Les trois divisions au nord devaient attaquer au sud d' Eberswalde (sur le canal Finow et à 24 km (15 miles) à l'est de Berlin) vers le LVI Panzer Corps, coupant ainsi le saillant du 1er front biélorusse en deux. Steiner a appelé Heinrici et l'a informé que le plan ne pouvait pas être mis en œuvre car la 5e division Jäger et la 25e division Panzergrenadier étaient déployées défensivement et ne pouvaient pas être redéployées jusqu'à ce que la 2e division navale arrive de la côte pour les relever. Cela ne laissait que deux bataillons de la 4e division de police SS disponibles, et ils n'avaient pas d'armes de combat. Heinrici appelé Hans Krebs , chef d' état-major allemand ( OKH), lui a dit que le plan ne pouvait pas être mis en œuvre et a demandé à parler à Hitler, mais on lui a dit qu'Hitler était trop occupé pour prendre son appel. [2] [3]

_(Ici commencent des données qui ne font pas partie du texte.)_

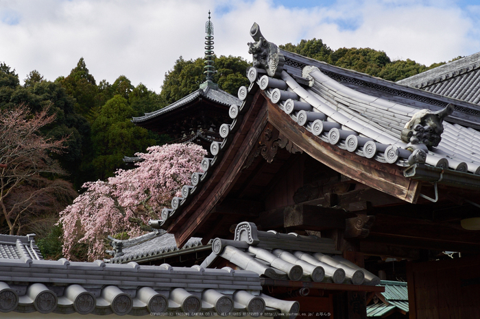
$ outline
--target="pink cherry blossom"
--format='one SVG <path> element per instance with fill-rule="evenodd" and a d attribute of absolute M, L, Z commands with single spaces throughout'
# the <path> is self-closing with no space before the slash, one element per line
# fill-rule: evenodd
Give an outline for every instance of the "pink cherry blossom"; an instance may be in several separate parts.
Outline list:
<path fill-rule="evenodd" d="M 71 257 L 77 242 L 88 244 L 88 259 L 101 258 L 108 235 L 126 232 L 135 237 L 148 231 L 150 219 L 160 219 L 173 196 L 190 183 L 206 151 L 195 144 L 152 146 L 136 153 L 137 167 L 119 170 L 108 181 L 84 184 L 86 191 L 60 212 L 63 253 Z"/>

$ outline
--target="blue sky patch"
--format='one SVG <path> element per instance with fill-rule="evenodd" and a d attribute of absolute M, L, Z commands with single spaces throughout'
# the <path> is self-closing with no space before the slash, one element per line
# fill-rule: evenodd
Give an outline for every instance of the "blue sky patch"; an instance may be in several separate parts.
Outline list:
<path fill-rule="evenodd" d="M 20 14 L 10 9 L 3 10 L 0 12 L 0 21 L 6 25 L 16 25 L 20 23 Z"/>

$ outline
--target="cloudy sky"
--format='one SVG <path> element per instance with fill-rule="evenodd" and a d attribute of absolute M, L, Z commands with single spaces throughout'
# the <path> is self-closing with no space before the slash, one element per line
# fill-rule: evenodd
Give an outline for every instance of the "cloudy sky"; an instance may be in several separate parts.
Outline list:
<path fill-rule="evenodd" d="M 204 55 L 208 10 L 217 55 L 251 60 L 254 22 L 277 44 L 321 38 L 429 65 L 480 51 L 475 0 L 0 0 L 0 62 L 21 81 L 67 76 L 83 57 L 97 82 L 121 75 L 160 91 L 182 55 Z"/>

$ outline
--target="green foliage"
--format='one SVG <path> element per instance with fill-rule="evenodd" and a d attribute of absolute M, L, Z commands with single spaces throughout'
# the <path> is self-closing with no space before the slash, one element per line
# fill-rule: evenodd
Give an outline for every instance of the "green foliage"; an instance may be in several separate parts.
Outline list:
<path fill-rule="evenodd" d="M 236 96 L 240 86 L 248 85 L 245 73 L 249 64 L 241 57 L 215 57 L 214 65 L 213 81 L 221 89 Z M 160 105 L 168 105 L 198 90 L 200 85 L 205 81 L 204 66 L 203 58 L 186 61 L 180 57 L 173 68 L 165 73 L 160 93 Z"/>
<path fill-rule="evenodd" d="M 185 61 L 180 57 L 173 68 L 165 73 L 160 99 L 163 106 L 168 105 L 198 90 L 204 80 L 204 60 L 198 58 Z"/>
<path fill-rule="evenodd" d="M 239 88 L 250 84 L 245 75 L 250 64 L 241 57 L 221 55 L 215 58 L 215 65 L 217 71 L 213 81 L 223 90 L 237 96 Z"/>
<path fill-rule="evenodd" d="M 333 53 L 331 49 L 324 44 L 322 39 L 317 40 L 315 38 L 308 40 L 302 40 L 296 45 L 287 43 L 279 47 L 283 50 L 326 62 L 328 62 L 328 58 Z"/>
<path fill-rule="evenodd" d="M 398 81 L 441 65 L 432 64 L 427 68 L 409 59 L 406 61 L 392 62 L 385 52 L 370 48 L 340 48 L 333 51 L 323 43 L 321 39 L 302 40 L 296 45 L 287 43 L 279 47 L 285 51 L 324 61 L 336 66 L 389 81 Z"/>
<path fill-rule="evenodd" d="M 43 81 L 43 75 L 40 74 L 38 71 L 34 70 L 29 73 L 27 78 L 24 80 L 25 84 L 23 86 L 25 88 L 34 86 L 36 84 L 40 83 L 42 81 Z"/>
<path fill-rule="evenodd" d="M 42 235 L 42 234 L 37 234 Z M 63 235 L 62 227 L 53 225 L 50 228 L 50 231 L 41 237 L 36 241 L 36 244 L 40 248 L 43 258 L 50 260 L 58 260 L 63 257 L 62 253 L 62 240 L 60 238 Z"/>
<path fill-rule="evenodd" d="M 128 103 L 134 110 L 134 116 L 140 116 L 158 110 L 160 99 L 156 93 L 141 83 L 132 90 Z"/>
<path fill-rule="evenodd" d="M 75 98 L 75 110 L 83 116 L 88 114 L 95 105 L 97 85 L 93 75 L 90 74 L 83 58 L 67 77 L 57 79 L 67 92 Z"/>
<path fill-rule="evenodd" d="M 92 142 L 95 174 L 100 179 L 113 176 L 118 168 L 125 168 L 123 156 L 145 151 L 154 144 L 149 132 L 134 125 L 130 118 L 134 111 L 121 95 L 108 100 L 92 125 Z"/>
<path fill-rule="evenodd" d="M 112 90 L 114 95 L 121 95 L 127 99 L 128 99 L 128 97 L 134 88 L 130 80 L 127 79 L 127 77 L 125 75 L 120 75 L 112 85 Z"/>
<path fill-rule="evenodd" d="M 377 76 L 389 81 L 399 81 L 427 70 L 427 66 L 410 59 L 397 60 L 386 65 Z"/>
<path fill-rule="evenodd" d="M 11 71 L 5 63 L 0 63 L 0 110 L 11 106 L 10 99 L 19 84 L 19 75 L 15 70 Z"/>

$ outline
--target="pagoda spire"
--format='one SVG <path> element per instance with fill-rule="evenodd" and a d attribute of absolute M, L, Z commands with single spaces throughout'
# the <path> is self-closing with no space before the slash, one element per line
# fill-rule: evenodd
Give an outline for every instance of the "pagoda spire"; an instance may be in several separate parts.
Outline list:
<path fill-rule="evenodd" d="M 205 23 L 205 66 L 204 74 L 206 77 L 206 81 L 200 84 L 200 88 L 204 89 L 207 86 L 218 88 L 218 85 L 213 83 L 213 75 L 215 73 L 213 58 L 213 23 L 210 21 L 210 10 L 208 10 L 208 21 Z"/>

Lorsque, le 22 avril, lors de sa conférence de l'après-midi, Hitler apprit que Steiner n'allait pas attaquer, il tomba dans une colère larmoyante contre ses généraux. Il déclara que la guerre était perdue, blâma les généraux et annonça qu'il préférait rester à Berlin jusqu'à la fin et ensuite se suicider. [4] [5] Après le 22 avril, le "détachement d'armée Steiner" est peu mentionné dans le Führerbunker . [6]

Ordre de bataille

Dans la culture populaire

La rage d'Hitler face à l'échec de Steiner à monter l'attaque a été rendue célèbre par sa représentation dans une scène du film Downfall de 2004 . La scène a été transformée en de nombreuses vidéos parodiques dans lesquelles de nouveaux sous-titres sont ajoutés qui n'ont généralement aucune corrélation avec ce que les personnages disent réellement en allemand et sont généralement d'actualité, ridiculisant les problèmes ou les tendances actuels.

Voir aussi

  • La onzième armée SS Panzer , faisait partie du groupe d' armées Vistule et était sous le commandement de Steiner alors qu'elle combattait à l'est de la rivière Oder en février 1945. La onzième fut affectée à l'OB West et réorganisée (et reçut le commandement de nouvelles unités) pour combat contre les Alliés occidentaux en mars 1945. Steiner est resté aux commandes du III (germanique) SS Panzer Corps et il est resté dans le groupe d'armées Vistule, passant de la onzième à la troisième armée Panzer . Comme Steiner commandait également la onzième armée en 1945, il peut facilement être confondu avec le détachement d'armée Steiner.

Références

Remarques

  1. Affecter des unités de l'autre côté d'un saillant ennemi de leur propre commandement à celui du commandement local n'est pas inhabituel. Par exemple, lors de la bataille des Ardennes , le général Eisenhower a réaffecté la première et la neuvième armées américaines du côté nord du saillant au 21e groupe d'armées (également du côté nord), car il combattait désormais côte à côte avec les armées de le 21e groupe d'armées, tandis que son groupe d'armées parent (le 12e ) se trouvait du côté sud du saillant avec le reste des armées du 12e.

Notes de bas de page

  1. ^ Beevor p. 141
  2. ^ un bc Beevor pp. 267-268
  3. ^ un bc Ziemke pp. 87-88
  4. ^ Beevor p. 275
  5. ^ Ziemke p. 89
  6. ^ Beevor p. 298

Bibliographie

  • Beevor, Antoine. Berlin: La chute 1945 , Penguin Books, 2002, ISBN  0-670-88695-5
  • Ziemke, Earl F. Battle For Berlin: End Of The Third Reich , NY: Ballantine Books, Londres: Macdomald & Co, 1969.